Now back to our initial problem of streaming data from Firestore, transforming it, and then saving the result as a file in a Google Cloud Storage (GCS) bucket. To achieve this we will create a new async generator which yields paginated query responses from Firestore. Pagination in Firestore is made possible by combining the startAfter and limit methods from the SDK.
The final code will actually be written in Typescript, as this is our most used language here at Freetrade, don’t worry if you don’t know it, it works the same as Node.js, but with extra information on which types are expected.

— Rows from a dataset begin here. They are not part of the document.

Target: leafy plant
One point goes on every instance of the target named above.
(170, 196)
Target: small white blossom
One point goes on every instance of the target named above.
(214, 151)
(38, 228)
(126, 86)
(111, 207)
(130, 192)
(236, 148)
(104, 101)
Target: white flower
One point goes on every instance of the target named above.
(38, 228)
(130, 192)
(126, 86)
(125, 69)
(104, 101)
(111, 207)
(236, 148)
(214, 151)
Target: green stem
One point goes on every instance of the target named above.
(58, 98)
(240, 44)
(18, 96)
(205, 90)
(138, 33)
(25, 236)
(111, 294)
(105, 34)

Our final code will therefore look something like this:
import { Storage } from '@google-cloud/storage'
import admin = require('firebase-admin')
import { pipeline as _pipeline, Readable } from 'stream'
import { FieldPath } from '@google-cloud/firestore'
import * as util from 'util'
const pipeline = util.promisify(_pipeline)
interface IPageResult {
items: Item[]
lastId: string
}
async function getNextPage(collectionName: string, pageSize: number, startAfter: string | null): Promise<IPageResult> {
const collection = admin.firestore().collection(collectionName)

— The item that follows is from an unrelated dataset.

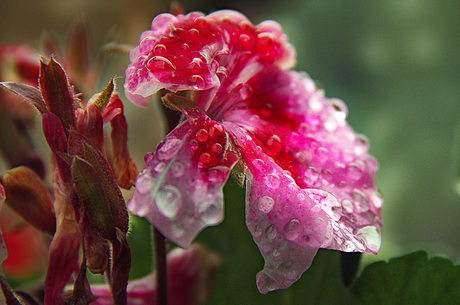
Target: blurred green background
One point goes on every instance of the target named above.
(395, 64)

let query = collection as FirebaseFirestore.Query
// This orders the elements by their id, which is what allows us to paginate using startAfter
query = query.orderBy(FieldPath.documentId())
// startAfter might not exist on the first iteration
if (startAfter) {
query = query.startAfter(startAfter)
}
query = query.limit(pageSize)
// the items to return
const results = await query.get()
// the last seen id that we will use to indicate where the next page should start
const lastId = results.docs[pageSize - 1]?.id ?? null
return {
items: results.docs.map((doc) => doc.data()),
lastId: lastId
}
}
async function* collectionExportGenerator(collectionNameToExport: string, pageSize: number = 500) {
// keep retrieving pages of items until there's nothing more to retrieve
let pageResult: IPageResult
do {
pageResult = await getNextPage(collectionNameToExport, pageSize, pageResult?.lastId ?? null)
yield pageResult.items
} while (pageResult.lastId !== null)
}
async function exportFirestoreCollectionToGcs(): Promise<void> {
// create read stream for our async generator
const readStream = Readable.from(collectionExportGenerator)

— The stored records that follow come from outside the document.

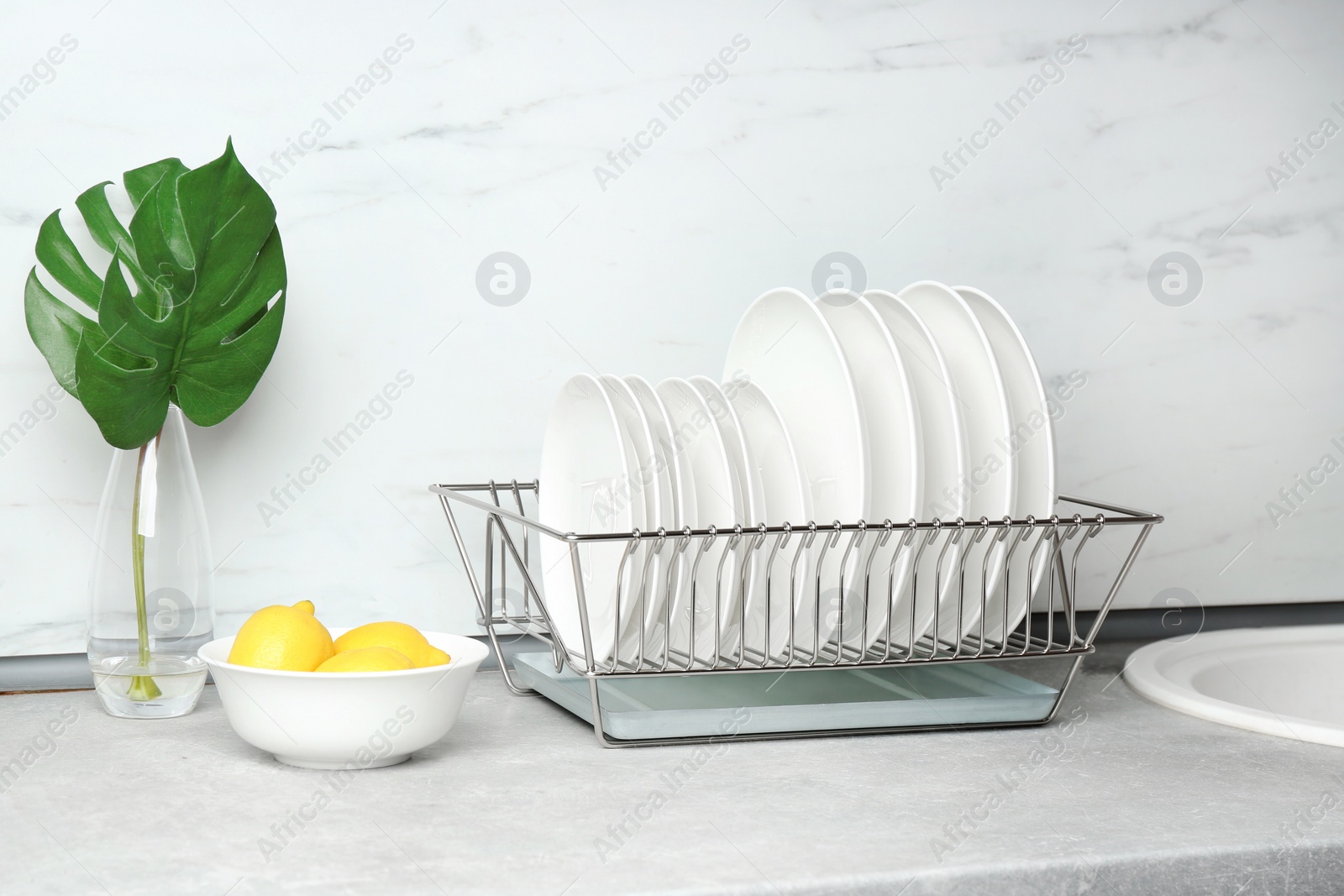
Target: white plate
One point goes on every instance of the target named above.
(893, 429)
(645, 508)
(750, 497)
(786, 500)
(942, 450)
(584, 476)
(678, 504)
(1034, 445)
(696, 434)
(991, 479)
(785, 345)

// create write stream to upload to GCS
const writeStream = new Storage()
.bucket('my-bucket')
.file('export.csv')
.createWriteStream({})
// pipe all streams together
await pipeline(readStream, transformStream1, transformStream2, writeStream)
}
Upon learning to forgive ourselves for not being able to foresee every scaling issue we could run into, we’ve learned how to implement Readable Streams using async generators in Node.js/Typescript, by exporting a potentially large collection of items stored in Firestore, into a file in a GCS bucket.
Async generators clearly are not one of the most common features of Node.js, but I hope this article has at the very least made you aware that they exist, and that if one day you do have to deal with streams in one of your projects, you remember that they can be an easy and quite elegant solution to that problem.